6) A second chance: George calls the first twenty-eight years of his life a charade and the next chapter of his life round two---his second chance. (p. 34).
If George were here to tell his own story, then I think he would wrap it up by asking if you "Have been born of God?"
1) New creature in Christ: George was a new and transformed person as he came back to life. He realized that God had spared him. While still lying on the table, George sat up straight and yelled at the top of his voice “JESUS CHRIST IS COMING ALIVE IN ME!” … He jumped off the table and began to tell everyone that he loved them. … Then he headed for the shower and began to shout “HALLELUJAH, I’VE BEEN BORN AGAIN!” (pp. 30 -31).
2) Stifle?: George’s team tried to stifle---mute him from talking about what had just happened in that locker room. They sent him to the hospital and they couldn’t find anything wrong with him. George’s tried to appease the media who were seeking to get the scoop claiming “Heat prostration” and coached him to say it. The they let the press in as he said, “Heat prostration”. Before he could say anything more, Gil, one of the members of his team began to give his explanation as to what he thought happened to George. Over the years he tried to talk to his team about what happened but they always changed the subject. (p. 34).
3) Transformation: The transformation---the new chapter in George’s life was obvious in his words and actions. He sought out the people who hurt him across the years to tell them he forgave the. He also sought out the people whom he had wronged and asked for their forgiveness (pp. 36 - 44).
4) Called to preach: It was later revealed to George that he was called to preach. Fast forward. One day George was street preaching and his alcoholic father was nearby. It was yet another DIVINE APPOINTMENT. Through his preaching and the movement of the Holy Spirit, George's father, George Sr. gave his life to Christ. His father completely gave up the alcohol for the next twenty years of his life. His father not only started attending church where George was preaching but even helped him when he went street preaching. His mother Nancy got so envious that she started attending church there also. (p. 118).

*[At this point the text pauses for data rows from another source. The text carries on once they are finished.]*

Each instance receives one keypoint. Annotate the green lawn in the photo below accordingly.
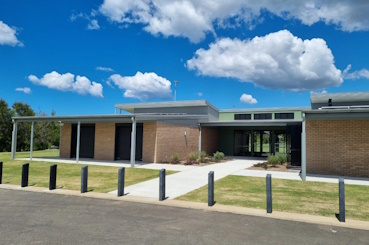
(288, 195)
(100, 178)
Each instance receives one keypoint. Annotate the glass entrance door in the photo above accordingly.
(262, 140)
(242, 143)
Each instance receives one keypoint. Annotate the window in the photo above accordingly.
(284, 116)
(242, 116)
(262, 116)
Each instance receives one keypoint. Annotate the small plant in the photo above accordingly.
(218, 156)
(282, 158)
(192, 158)
(203, 157)
(263, 165)
(277, 159)
(273, 160)
(174, 158)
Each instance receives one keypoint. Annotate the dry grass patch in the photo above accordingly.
(288, 195)
(100, 178)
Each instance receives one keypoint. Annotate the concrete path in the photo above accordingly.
(295, 175)
(181, 183)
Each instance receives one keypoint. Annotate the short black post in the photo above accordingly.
(52, 181)
(211, 188)
(84, 175)
(121, 173)
(342, 215)
(25, 172)
(1, 172)
(162, 185)
(269, 193)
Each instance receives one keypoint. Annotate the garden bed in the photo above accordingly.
(266, 166)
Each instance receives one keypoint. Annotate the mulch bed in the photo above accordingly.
(281, 168)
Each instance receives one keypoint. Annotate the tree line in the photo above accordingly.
(46, 134)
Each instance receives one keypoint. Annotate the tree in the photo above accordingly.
(46, 133)
(5, 126)
(24, 129)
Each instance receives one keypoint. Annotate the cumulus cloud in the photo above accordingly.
(363, 73)
(193, 18)
(143, 86)
(8, 35)
(278, 60)
(25, 90)
(107, 69)
(319, 92)
(93, 24)
(69, 82)
(248, 99)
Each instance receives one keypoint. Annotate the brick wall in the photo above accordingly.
(209, 140)
(170, 138)
(65, 140)
(161, 140)
(104, 141)
(149, 142)
(338, 147)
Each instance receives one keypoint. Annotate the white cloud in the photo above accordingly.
(107, 69)
(363, 73)
(143, 86)
(25, 90)
(319, 92)
(194, 19)
(248, 99)
(93, 25)
(277, 61)
(8, 35)
(68, 82)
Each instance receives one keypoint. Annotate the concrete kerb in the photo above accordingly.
(305, 218)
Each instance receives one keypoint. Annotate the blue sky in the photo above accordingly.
(82, 57)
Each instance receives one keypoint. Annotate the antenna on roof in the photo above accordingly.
(175, 89)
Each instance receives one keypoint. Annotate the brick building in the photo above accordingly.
(330, 137)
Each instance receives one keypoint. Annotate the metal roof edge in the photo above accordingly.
(299, 108)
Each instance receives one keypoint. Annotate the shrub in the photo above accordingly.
(274, 160)
(282, 158)
(192, 157)
(277, 159)
(218, 156)
(174, 159)
(263, 165)
(203, 157)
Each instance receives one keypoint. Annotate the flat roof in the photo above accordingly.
(340, 97)
(117, 118)
(184, 103)
(300, 108)
(251, 123)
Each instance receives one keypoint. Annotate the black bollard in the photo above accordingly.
(52, 180)
(211, 188)
(1, 172)
(162, 185)
(121, 173)
(269, 193)
(25, 172)
(84, 176)
(341, 186)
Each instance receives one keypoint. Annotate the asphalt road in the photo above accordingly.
(41, 218)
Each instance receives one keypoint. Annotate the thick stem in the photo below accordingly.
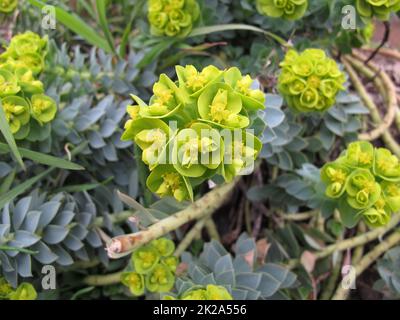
(381, 125)
(123, 245)
(103, 280)
(352, 242)
(212, 229)
(331, 285)
(369, 259)
(189, 237)
(384, 40)
(388, 94)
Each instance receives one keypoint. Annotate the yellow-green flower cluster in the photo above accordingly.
(287, 9)
(25, 291)
(310, 81)
(210, 292)
(366, 182)
(380, 9)
(154, 268)
(8, 6)
(21, 93)
(172, 18)
(210, 109)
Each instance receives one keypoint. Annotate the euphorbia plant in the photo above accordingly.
(210, 292)
(7, 6)
(21, 93)
(172, 18)
(310, 81)
(377, 8)
(196, 128)
(365, 181)
(287, 9)
(153, 267)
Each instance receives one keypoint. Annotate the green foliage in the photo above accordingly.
(25, 291)
(388, 268)
(200, 105)
(23, 102)
(310, 81)
(243, 275)
(365, 183)
(210, 292)
(172, 18)
(379, 9)
(8, 6)
(40, 229)
(153, 267)
(287, 9)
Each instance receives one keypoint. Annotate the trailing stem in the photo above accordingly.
(369, 259)
(352, 242)
(123, 245)
(384, 40)
(382, 126)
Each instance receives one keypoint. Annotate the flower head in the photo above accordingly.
(25, 291)
(172, 18)
(17, 113)
(145, 259)
(134, 281)
(7, 6)
(160, 279)
(287, 9)
(365, 181)
(310, 81)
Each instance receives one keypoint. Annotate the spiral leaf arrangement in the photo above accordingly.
(287, 9)
(172, 18)
(154, 268)
(8, 6)
(210, 292)
(22, 95)
(310, 81)
(211, 110)
(366, 183)
(377, 8)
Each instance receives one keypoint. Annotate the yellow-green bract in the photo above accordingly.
(380, 9)
(21, 93)
(195, 128)
(153, 266)
(210, 292)
(7, 6)
(172, 18)
(25, 291)
(310, 81)
(287, 9)
(365, 181)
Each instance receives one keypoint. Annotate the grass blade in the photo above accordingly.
(78, 26)
(101, 11)
(7, 182)
(21, 188)
(6, 131)
(83, 187)
(236, 26)
(44, 158)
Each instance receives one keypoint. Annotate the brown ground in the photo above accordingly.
(394, 40)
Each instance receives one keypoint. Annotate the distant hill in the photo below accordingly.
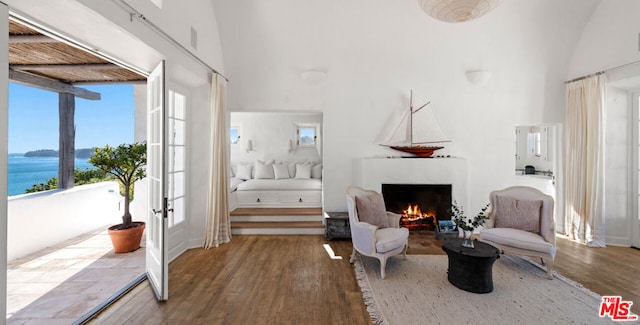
(80, 153)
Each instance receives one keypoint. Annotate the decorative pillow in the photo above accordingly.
(264, 170)
(517, 214)
(371, 210)
(316, 171)
(281, 171)
(303, 171)
(244, 172)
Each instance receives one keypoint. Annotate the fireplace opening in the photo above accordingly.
(421, 205)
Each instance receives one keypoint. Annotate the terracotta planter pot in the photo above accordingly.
(126, 240)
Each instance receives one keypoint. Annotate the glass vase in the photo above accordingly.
(467, 241)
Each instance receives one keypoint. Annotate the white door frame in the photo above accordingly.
(4, 144)
(634, 101)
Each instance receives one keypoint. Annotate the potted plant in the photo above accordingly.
(467, 225)
(126, 162)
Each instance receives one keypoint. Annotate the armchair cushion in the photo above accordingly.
(388, 239)
(518, 238)
(517, 214)
(371, 210)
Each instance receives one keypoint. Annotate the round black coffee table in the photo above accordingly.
(470, 269)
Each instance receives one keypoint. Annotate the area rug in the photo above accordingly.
(416, 291)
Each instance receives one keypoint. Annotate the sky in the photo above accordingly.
(33, 118)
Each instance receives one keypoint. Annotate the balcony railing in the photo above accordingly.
(43, 219)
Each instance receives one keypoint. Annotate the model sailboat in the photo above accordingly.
(417, 133)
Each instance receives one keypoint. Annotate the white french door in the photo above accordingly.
(176, 148)
(157, 263)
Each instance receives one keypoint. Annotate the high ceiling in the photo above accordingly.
(32, 54)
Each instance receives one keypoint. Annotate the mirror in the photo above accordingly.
(535, 147)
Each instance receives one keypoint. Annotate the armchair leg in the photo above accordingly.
(383, 265)
(353, 256)
(549, 264)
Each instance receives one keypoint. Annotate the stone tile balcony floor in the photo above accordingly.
(61, 283)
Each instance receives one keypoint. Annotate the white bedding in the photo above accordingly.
(281, 185)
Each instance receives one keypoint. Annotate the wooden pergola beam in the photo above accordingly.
(67, 147)
(91, 66)
(24, 39)
(51, 85)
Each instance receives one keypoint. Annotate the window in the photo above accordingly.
(235, 135)
(306, 136)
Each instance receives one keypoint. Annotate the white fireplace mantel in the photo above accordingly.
(371, 173)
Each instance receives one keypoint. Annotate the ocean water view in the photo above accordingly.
(24, 172)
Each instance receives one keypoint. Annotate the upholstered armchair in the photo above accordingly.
(521, 222)
(375, 232)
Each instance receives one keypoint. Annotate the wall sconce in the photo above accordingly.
(478, 77)
(290, 146)
(249, 146)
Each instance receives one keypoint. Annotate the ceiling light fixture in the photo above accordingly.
(456, 11)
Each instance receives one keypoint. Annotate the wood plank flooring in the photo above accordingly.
(293, 280)
(253, 280)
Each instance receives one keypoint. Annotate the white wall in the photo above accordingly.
(39, 220)
(270, 134)
(609, 40)
(375, 51)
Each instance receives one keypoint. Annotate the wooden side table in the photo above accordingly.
(337, 225)
(470, 269)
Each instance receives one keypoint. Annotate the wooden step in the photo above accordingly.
(276, 218)
(275, 211)
(282, 225)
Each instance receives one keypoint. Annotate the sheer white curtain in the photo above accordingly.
(218, 227)
(584, 171)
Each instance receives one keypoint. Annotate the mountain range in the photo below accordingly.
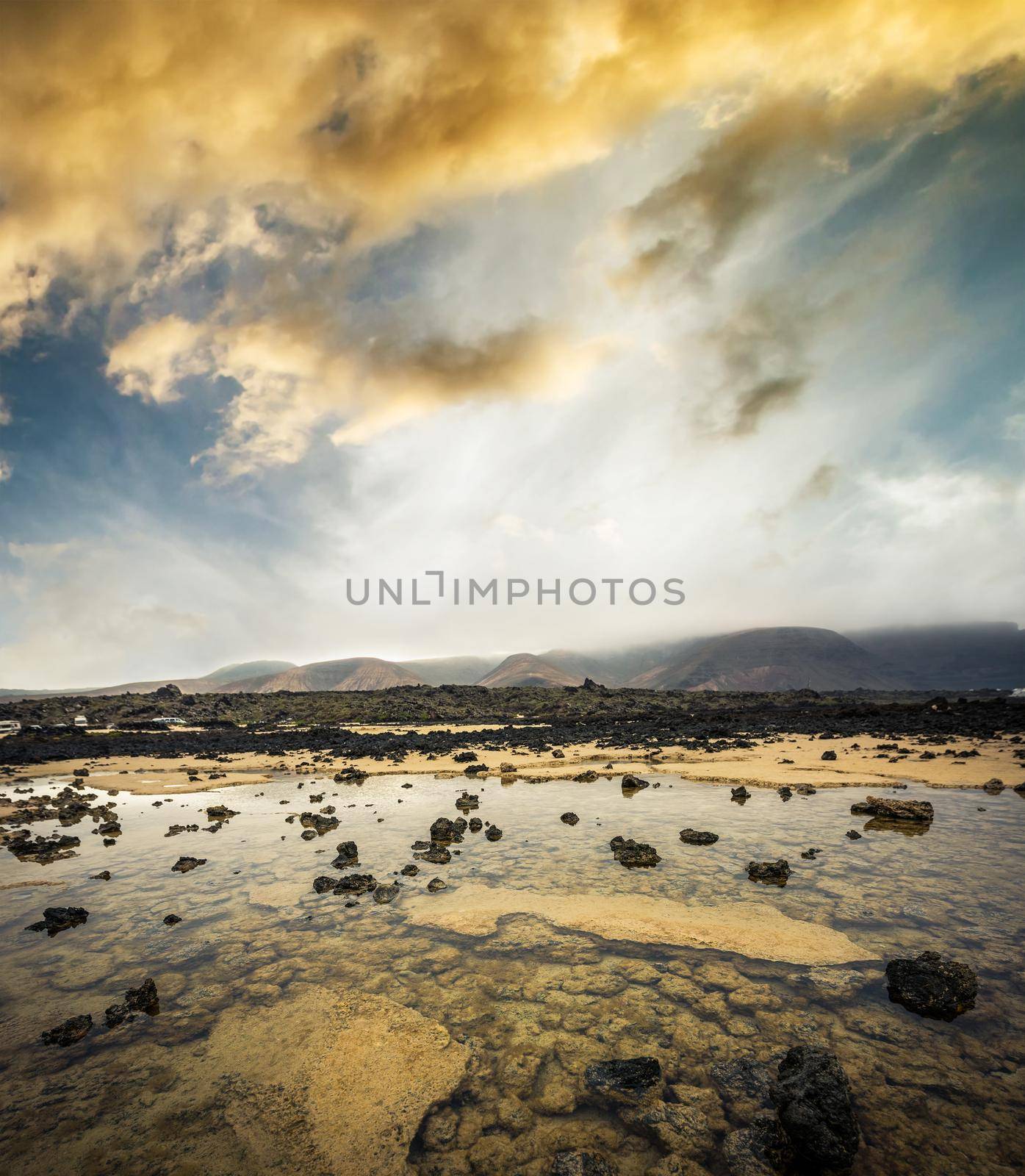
(784, 658)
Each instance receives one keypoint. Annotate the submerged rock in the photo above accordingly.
(777, 872)
(631, 854)
(893, 809)
(184, 864)
(697, 838)
(625, 1080)
(59, 919)
(813, 1099)
(932, 986)
(68, 1032)
(580, 1164)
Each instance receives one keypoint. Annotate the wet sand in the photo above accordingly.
(860, 764)
(448, 1034)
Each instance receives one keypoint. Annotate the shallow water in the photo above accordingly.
(187, 1091)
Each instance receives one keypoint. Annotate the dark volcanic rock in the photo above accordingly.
(893, 811)
(445, 832)
(697, 838)
(437, 856)
(631, 854)
(59, 919)
(777, 872)
(356, 883)
(580, 1164)
(184, 864)
(319, 822)
(625, 1080)
(813, 1099)
(348, 856)
(634, 784)
(932, 986)
(68, 1032)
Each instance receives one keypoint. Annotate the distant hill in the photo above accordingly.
(348, 674)
(450, 670)
(777, 659)
(527, 670)
(952, 656)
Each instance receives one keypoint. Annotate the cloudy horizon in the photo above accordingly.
(293, 293)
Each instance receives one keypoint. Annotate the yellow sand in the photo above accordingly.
(754, 929)
(331, 1081)
(755, 767)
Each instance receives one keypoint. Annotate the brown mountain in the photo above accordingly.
(777, 659)
(348, 674)
(527, 670)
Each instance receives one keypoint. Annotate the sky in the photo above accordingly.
(298, 293)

Never estimate what God can do! God used George's mother to be a godly, powerful and influential force in his life. God obviously gave George's mother, Nancy, the wisdom that she needed to reinforce how she believed in him in ways that helped him to reach his unlocked potential. God uses our mothers to help us remember who were are. Proverbs 22:6 reminds us of the biblical wisdom that God gives mothers in raising their children by "training them up in the right way so that when they are older they will not stray" (Proverbs 22:6 NRSV paraphrased). It is no secret that God has given all godly mothers the ability to nurture their children to help them reach their unlocked potential. George Foreman is known for his boxing career, and his cooking machines but not everyone knows his journey and how his mother helped him get there. His journey tells us that God ‘s love can conquer a hardened heart!
In the Name of the Father, the Son and the Holy Spirit. Amen.
(all quotes and paraphrases listed by page numbers within the text of the sermon from : George Foreman. God In My Corner. Nashville, TN: Thomas Nelson, Inc. 2007).